4K and UHD refer to resolutions, or the amount of dots within each frame of an image or video. The term 4K actually comes from the commercial cinema resolution of 4096 x 2160 (horizontal lines of resolution x vertical lines of resolution). This, however is not the consumer standard resolution for 4K. 4K, or UHD uses a resolution of 3840 x 2160. For all intents and purposes, the terms 4K and UHD, or Ultra High Definition are used interchangeably and would only be argued as different by the most tech-savvy of tech heads.
UHD Premium is a certification created by the UHD Alliance (a group formed to attempt to standardize the new formats to better help consumers). The certification is applied to TV’s that meet or exceed certain performance minimums. If you buy a TV with the UHD Premium badge you can be certain your TV is able to fully take advantage of the new advances in 4K content, including high dynamic range (HDR) and wide color gamut (WCG).

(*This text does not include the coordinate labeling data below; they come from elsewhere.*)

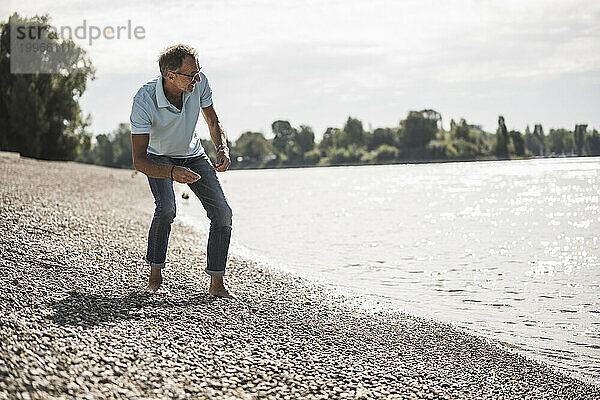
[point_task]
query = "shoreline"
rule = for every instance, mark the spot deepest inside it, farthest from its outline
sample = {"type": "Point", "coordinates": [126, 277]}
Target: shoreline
{"type": "Point", "coordinates": [72, 320]}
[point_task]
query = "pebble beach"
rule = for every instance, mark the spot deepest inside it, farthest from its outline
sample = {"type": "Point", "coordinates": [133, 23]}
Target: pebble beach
{"type": "Point", "coordinates": [76, 324]}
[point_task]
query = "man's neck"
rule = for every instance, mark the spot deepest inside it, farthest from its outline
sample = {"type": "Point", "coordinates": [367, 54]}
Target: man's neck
{"type": "Point", "coordinates": [171, 92]}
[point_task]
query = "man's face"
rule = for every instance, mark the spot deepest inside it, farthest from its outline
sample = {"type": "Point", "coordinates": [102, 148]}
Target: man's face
{"type": "Point", "coordinates": [190, 67]}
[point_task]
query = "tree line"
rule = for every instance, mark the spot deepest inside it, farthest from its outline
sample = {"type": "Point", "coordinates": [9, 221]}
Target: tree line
{"type": "Point", "coordinates": [40, 117]}
{"type": "Point", "coordinates": [418, 137]}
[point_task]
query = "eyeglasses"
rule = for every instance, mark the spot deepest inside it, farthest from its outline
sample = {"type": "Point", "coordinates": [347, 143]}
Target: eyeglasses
{"type": "Point", "coordinates": [192, 77]}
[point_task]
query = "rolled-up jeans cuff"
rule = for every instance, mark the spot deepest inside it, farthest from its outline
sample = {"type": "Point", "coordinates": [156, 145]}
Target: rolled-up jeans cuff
{"type": "Point", "coordinates": [214, 273]}
{"type": "Point", "coordinates": [155, 265]}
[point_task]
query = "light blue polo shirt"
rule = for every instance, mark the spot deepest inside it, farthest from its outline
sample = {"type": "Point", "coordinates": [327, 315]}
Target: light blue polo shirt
{"type": "Point", "coordinates": [172, 131]}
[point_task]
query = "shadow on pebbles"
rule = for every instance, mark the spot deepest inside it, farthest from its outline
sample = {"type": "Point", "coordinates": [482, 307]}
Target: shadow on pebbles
{"type": "Point", "coordinates": [74, 322]}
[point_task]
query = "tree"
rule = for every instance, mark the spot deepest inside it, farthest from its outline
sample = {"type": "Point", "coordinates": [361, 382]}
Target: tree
{"type": "Point", "coordinates": [592, 143]}
{"type": "Point", "coordinates": [282, 132]}
{"type": "Point", "coordinates": [501, 138]}
{"type": "Point", "coordinates": [518, 142]}
{"type": "Point", "coordinates": [419, 127]}
{"type": "Point", "coordinates": [352, 134]}
{"type": "Point", "coordinates": [383, 136]}
{"type": "Point", "coordinates": [560, 141]}
{"type": "Point", "coordinates": [112, 149]}
{"type": "Point", "coordinates": [538, 132]}
{"type": "Point", "coordinates": [40, 113]}
{"type": "Point", "coordinates": [303, 140]}
{"type": "Point", "coordinates": [252, 147]}
{"type": "Point", "coordinates": [327, 140]}
{"type": "Point", "coordinates": [579, 139]}
{"type": "Point", "coordinates": [461, 131]}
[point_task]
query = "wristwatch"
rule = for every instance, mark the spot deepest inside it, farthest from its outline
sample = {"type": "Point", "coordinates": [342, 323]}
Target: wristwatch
{"type": "Point", "coordinates": [222, 147]}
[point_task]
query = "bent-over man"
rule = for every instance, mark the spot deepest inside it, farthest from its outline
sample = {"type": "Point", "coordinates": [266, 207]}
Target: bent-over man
{"type": "Point", "coordinates": [167, 148]}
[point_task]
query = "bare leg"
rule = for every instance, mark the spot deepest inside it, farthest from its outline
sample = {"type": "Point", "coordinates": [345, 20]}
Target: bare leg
{"type": "Point", "coordinates": [217, 288]}
{"type": "Point", "coordinates": [155, 280]}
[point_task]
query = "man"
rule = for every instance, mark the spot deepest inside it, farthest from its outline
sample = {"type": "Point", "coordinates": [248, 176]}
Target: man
{"type": "Point", "coordinates": [167, 148]}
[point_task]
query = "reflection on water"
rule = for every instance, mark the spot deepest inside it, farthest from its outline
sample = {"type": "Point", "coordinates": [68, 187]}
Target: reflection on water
{"type": "Point", "coordinates": [508, 249]}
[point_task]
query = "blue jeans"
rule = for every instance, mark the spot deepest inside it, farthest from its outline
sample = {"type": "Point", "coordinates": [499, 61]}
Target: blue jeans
{"type": "Point", "coordinates": [209, 191]}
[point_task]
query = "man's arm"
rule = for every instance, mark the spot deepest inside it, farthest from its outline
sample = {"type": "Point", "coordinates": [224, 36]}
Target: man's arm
{"type": "Point", "coordinates": [217, 134]}
{"type": "Point", "coordinates": [139, 144]}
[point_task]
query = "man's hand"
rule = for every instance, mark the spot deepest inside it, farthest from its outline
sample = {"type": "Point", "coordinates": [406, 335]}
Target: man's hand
{"type": "Point", "coordinates": [223, 161]}
{"type": "Point", "coordinates": [184, 175]}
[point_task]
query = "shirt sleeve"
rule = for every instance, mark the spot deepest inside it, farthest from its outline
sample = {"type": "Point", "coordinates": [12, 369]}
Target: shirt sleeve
{"type": "Point", "coordinates": [206, 95]}
{"type": "Point", "coordinates": [139, 120]}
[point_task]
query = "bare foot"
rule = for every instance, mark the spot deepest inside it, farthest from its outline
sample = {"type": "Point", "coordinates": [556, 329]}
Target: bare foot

HDR, or high dynamic range is in reference to the tv’s ability to display a much wider range of colors and brightnesses.HDR expands the range of both contrast and color significantly. Bright parts of the image can get much brighter, so the image seems to have more “depth.” Colors get expanded to show more and brighter reds, blues, and greens. The current color standard has the ability to display around 16.7 million colors. With HDR that number goes up to about one billion colors. This results in richer colors with deeper blacks and brighter whites.
WCG, or wide color gamut pertains specifically to the larger, or wider, color standard and the ability of the tv to actually display all or most of the colors in that gamut. Using a wider color gamut means that the tv can get closer to displaying colors as we see them in real life.
4K by itself isn’t much of an improvement over our current 1080p HD, but when you add HDR and WCG you get a significantly better image and experience. HDR is the newest evolution of TV and its here to stay. The largest improvement to picture quality since going from Standard Definition to High Definition.